It is a big game changer and retailers are beginning to accept this fact. Big Data analytics is now being applied at every stage of the retail process – working out what the popular products will be by predicting trends, forecasting where the demand will be for those products, optimizing pricing for a competitive edge, identifying the customers likely to be interested in them and working out the best way to approach them, taking their money and finally working out what to sell them next.
MD, M&B Footwear, Bhai Ajinder Singh says, “In the last 4-5 years, the company has invested a lot in technology because we realised going forward we have to think like a software company and not like a product company. All the value additions that are going to be captured by using the technology will be based on the quality of the data that we have and the quality of analysis we can do on top of that.”
Big Data is all about turning extremely large quantities of data into useful information. When companies aggregate data and analyse them effectively, patterns emerge, ideas are born, and fashion companies become trend setters. In an industry where the success of next season’s collection hinges on picking the right patterns, colours, fabrics, shapes and sizes, Big Data is a big deal.
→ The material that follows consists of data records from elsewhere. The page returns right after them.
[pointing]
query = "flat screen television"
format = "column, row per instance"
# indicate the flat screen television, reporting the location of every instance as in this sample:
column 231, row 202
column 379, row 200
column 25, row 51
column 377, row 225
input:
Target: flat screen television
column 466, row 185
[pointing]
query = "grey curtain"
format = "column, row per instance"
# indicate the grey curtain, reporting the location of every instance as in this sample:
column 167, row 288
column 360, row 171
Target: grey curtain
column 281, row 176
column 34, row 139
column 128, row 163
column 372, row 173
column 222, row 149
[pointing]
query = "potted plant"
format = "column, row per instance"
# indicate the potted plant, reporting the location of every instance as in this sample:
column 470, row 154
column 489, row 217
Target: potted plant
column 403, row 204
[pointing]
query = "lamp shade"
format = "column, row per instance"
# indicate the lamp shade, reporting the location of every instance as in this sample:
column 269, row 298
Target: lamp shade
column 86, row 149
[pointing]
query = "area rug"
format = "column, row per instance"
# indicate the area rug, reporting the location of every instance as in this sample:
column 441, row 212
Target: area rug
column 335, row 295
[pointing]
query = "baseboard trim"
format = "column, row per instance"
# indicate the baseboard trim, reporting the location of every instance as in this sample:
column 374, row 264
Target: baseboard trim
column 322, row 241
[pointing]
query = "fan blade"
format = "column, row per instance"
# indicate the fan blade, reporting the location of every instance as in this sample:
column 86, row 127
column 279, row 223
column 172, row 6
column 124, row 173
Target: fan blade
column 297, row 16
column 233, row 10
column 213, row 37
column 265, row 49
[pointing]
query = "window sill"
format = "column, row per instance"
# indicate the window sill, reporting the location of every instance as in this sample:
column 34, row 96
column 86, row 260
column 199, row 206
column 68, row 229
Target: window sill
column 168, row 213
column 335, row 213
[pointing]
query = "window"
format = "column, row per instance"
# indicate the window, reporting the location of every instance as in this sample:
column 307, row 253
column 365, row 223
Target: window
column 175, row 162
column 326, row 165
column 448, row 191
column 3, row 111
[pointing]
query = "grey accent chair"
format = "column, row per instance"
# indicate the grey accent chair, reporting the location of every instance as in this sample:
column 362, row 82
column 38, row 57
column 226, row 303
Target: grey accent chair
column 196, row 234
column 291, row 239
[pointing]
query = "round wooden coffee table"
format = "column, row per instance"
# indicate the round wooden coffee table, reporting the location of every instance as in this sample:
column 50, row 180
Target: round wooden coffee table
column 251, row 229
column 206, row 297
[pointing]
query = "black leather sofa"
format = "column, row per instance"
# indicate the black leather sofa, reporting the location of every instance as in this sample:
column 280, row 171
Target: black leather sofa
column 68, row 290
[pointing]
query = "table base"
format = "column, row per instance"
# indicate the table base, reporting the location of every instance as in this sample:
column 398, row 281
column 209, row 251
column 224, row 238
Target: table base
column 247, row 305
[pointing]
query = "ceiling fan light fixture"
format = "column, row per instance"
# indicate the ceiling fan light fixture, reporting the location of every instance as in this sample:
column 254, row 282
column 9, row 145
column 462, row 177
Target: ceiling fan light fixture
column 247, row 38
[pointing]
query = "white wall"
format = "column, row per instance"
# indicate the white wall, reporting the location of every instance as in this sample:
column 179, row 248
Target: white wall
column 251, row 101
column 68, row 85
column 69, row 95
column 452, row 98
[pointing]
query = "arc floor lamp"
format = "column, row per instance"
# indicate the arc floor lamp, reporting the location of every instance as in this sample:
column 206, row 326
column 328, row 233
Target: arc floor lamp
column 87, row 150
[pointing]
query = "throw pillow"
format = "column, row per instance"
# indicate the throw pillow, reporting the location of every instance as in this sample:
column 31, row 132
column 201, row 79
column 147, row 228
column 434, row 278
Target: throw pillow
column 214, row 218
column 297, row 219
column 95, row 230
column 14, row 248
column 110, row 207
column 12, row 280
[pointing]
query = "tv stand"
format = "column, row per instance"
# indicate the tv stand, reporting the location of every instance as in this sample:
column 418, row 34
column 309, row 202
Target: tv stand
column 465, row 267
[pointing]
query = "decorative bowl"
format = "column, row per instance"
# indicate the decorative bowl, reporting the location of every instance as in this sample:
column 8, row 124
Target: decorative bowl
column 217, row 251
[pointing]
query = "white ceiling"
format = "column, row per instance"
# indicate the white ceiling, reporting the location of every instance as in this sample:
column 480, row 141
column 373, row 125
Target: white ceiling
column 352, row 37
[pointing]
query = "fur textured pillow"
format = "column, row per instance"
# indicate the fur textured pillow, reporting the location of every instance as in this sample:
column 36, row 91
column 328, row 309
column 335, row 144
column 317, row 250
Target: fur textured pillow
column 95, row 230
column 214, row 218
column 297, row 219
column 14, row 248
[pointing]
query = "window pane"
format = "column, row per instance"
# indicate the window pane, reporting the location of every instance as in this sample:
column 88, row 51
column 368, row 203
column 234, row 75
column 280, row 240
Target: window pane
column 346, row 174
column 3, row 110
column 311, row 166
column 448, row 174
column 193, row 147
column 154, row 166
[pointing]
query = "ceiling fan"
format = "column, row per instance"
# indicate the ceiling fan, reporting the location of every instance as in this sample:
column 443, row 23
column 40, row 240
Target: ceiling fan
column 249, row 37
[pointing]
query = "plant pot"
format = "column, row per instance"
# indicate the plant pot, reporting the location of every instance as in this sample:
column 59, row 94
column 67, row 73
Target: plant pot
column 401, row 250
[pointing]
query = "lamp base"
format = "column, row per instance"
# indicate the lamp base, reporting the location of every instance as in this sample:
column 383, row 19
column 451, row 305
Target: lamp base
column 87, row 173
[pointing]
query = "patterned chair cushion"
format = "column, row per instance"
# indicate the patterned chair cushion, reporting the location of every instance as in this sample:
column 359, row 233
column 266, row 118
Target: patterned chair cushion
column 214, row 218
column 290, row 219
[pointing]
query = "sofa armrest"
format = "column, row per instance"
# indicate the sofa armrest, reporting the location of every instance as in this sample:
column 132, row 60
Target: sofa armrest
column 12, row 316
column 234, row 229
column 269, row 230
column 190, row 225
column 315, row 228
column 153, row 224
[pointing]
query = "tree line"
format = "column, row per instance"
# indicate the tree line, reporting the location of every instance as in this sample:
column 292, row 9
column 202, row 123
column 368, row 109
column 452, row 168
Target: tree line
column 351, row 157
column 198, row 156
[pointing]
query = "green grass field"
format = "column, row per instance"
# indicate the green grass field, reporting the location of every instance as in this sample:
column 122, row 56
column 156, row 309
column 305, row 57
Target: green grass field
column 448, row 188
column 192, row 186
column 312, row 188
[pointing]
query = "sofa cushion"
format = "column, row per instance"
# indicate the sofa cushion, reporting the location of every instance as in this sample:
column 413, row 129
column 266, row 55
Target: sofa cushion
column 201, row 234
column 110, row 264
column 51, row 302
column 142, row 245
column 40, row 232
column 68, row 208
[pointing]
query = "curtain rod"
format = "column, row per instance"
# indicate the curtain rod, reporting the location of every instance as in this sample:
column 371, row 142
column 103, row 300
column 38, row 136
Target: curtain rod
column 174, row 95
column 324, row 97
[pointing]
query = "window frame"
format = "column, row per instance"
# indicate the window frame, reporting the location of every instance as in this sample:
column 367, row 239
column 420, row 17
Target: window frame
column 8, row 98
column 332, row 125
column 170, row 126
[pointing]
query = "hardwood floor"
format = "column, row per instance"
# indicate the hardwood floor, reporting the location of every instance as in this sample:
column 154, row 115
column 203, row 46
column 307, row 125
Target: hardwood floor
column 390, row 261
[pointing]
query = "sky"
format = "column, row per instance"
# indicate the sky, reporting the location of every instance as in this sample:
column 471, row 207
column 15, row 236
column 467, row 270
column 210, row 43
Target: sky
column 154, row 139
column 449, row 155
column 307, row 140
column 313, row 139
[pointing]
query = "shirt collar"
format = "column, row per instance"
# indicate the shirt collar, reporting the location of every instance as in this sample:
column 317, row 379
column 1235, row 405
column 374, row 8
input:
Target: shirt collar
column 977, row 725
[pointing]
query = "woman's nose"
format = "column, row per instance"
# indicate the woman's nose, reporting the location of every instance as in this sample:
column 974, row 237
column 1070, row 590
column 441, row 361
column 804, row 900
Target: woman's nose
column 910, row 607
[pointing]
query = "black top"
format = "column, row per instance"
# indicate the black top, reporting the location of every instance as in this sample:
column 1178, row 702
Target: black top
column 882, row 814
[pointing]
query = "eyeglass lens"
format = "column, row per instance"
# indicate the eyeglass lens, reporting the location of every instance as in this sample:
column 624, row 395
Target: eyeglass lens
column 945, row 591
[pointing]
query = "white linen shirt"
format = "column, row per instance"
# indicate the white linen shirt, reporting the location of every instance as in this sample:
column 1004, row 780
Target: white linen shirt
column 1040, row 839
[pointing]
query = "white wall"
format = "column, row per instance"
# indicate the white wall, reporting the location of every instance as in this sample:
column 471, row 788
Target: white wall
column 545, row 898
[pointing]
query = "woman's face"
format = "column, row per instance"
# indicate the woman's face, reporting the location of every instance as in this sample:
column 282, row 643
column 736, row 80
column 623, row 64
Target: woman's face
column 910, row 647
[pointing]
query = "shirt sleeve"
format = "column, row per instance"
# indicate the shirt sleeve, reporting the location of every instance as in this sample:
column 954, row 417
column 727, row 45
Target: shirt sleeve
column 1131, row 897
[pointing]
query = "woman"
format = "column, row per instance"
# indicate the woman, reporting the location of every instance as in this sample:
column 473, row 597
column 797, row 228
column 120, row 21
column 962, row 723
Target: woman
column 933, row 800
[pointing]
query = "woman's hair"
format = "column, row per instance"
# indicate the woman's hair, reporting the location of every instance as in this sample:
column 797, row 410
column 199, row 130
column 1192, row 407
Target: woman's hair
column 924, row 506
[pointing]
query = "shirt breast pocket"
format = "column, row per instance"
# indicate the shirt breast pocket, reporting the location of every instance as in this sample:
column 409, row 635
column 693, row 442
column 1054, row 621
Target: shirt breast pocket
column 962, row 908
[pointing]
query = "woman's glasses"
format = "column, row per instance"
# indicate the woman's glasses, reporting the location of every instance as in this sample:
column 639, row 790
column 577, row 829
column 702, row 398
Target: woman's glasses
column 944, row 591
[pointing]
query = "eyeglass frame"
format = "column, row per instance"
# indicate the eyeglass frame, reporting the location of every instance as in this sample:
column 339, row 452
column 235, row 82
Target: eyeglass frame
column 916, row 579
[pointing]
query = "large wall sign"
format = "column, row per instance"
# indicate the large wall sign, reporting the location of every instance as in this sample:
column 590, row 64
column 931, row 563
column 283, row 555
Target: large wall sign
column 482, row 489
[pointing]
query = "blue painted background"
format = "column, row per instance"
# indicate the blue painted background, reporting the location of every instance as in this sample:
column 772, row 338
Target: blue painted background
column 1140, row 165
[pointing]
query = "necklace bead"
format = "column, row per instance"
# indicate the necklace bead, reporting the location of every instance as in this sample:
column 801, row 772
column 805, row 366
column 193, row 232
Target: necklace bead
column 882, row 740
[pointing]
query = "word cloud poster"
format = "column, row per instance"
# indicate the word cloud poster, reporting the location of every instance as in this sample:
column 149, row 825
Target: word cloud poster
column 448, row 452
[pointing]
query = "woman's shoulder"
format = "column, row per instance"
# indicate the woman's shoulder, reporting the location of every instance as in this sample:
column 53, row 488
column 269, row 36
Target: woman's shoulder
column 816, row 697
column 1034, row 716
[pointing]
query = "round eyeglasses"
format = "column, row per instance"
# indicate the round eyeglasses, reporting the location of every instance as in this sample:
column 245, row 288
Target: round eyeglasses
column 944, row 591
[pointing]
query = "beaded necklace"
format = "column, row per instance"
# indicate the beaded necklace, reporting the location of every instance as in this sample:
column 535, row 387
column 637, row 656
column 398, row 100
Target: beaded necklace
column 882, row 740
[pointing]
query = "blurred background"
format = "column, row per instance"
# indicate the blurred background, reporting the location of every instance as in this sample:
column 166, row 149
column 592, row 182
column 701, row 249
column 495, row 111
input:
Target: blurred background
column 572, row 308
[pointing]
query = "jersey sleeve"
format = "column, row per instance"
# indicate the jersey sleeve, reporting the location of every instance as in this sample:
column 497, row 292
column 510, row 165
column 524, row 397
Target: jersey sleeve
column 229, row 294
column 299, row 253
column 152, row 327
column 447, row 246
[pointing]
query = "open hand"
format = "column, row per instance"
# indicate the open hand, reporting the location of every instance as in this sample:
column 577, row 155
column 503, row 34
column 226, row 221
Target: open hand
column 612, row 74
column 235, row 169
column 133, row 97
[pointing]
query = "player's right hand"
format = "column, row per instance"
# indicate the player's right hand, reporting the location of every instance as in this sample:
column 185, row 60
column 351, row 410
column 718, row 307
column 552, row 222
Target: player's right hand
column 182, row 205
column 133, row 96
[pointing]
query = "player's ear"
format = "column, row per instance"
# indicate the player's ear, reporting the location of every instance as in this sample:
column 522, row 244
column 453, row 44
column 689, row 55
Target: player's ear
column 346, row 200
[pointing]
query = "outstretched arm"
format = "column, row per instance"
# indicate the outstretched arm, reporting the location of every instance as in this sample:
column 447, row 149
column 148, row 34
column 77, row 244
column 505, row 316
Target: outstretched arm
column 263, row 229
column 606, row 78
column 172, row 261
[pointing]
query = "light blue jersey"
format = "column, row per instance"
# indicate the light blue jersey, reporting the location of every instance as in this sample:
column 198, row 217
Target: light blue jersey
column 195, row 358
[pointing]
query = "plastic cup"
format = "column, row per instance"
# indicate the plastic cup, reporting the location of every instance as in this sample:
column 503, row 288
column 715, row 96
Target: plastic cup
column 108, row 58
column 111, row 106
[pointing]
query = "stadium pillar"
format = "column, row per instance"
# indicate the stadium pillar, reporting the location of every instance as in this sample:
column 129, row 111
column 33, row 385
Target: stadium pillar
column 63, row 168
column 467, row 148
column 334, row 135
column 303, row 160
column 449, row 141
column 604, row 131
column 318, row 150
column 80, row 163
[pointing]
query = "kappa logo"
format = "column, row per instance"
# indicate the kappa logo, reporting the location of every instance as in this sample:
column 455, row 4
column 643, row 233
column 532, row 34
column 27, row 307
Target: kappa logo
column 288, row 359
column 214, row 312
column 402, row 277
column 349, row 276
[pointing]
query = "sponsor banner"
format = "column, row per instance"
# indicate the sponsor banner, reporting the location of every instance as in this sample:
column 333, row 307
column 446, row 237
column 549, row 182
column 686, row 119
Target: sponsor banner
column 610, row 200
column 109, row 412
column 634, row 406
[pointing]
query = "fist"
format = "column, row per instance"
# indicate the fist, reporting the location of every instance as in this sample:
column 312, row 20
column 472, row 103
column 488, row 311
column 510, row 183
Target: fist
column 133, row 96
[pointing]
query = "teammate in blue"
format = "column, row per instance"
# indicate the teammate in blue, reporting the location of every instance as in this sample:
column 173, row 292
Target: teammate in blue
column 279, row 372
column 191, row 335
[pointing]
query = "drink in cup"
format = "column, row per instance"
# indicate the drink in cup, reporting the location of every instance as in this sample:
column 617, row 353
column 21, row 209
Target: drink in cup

Fashion companies and retailers can leverage Big Data analytics to quickly understand which trends are gaining momentum and which ones are losing ground at any point in the product’s life cycle.
Director IT, Adidas Group India, Vishal Kapil says, “There are different ways and means in which people are keeping the data and we realise that having a harmonise data is a very big task. It is not the internal data, there is a lot of external data as well on which your business is dependent. Data harmonisation just not spans only over enterprise level but on the partner level also. It is an exercise one must undertake in a fashion-oriented product because the advantages that comes along with it are multi-dimensional.”
Fashion companies today, understand that the more data they collect and analyse on the basis of their interactions and engagements with customers, more will the individual preferences become easier to predict, in a more comprehensive and detailed way than ever before.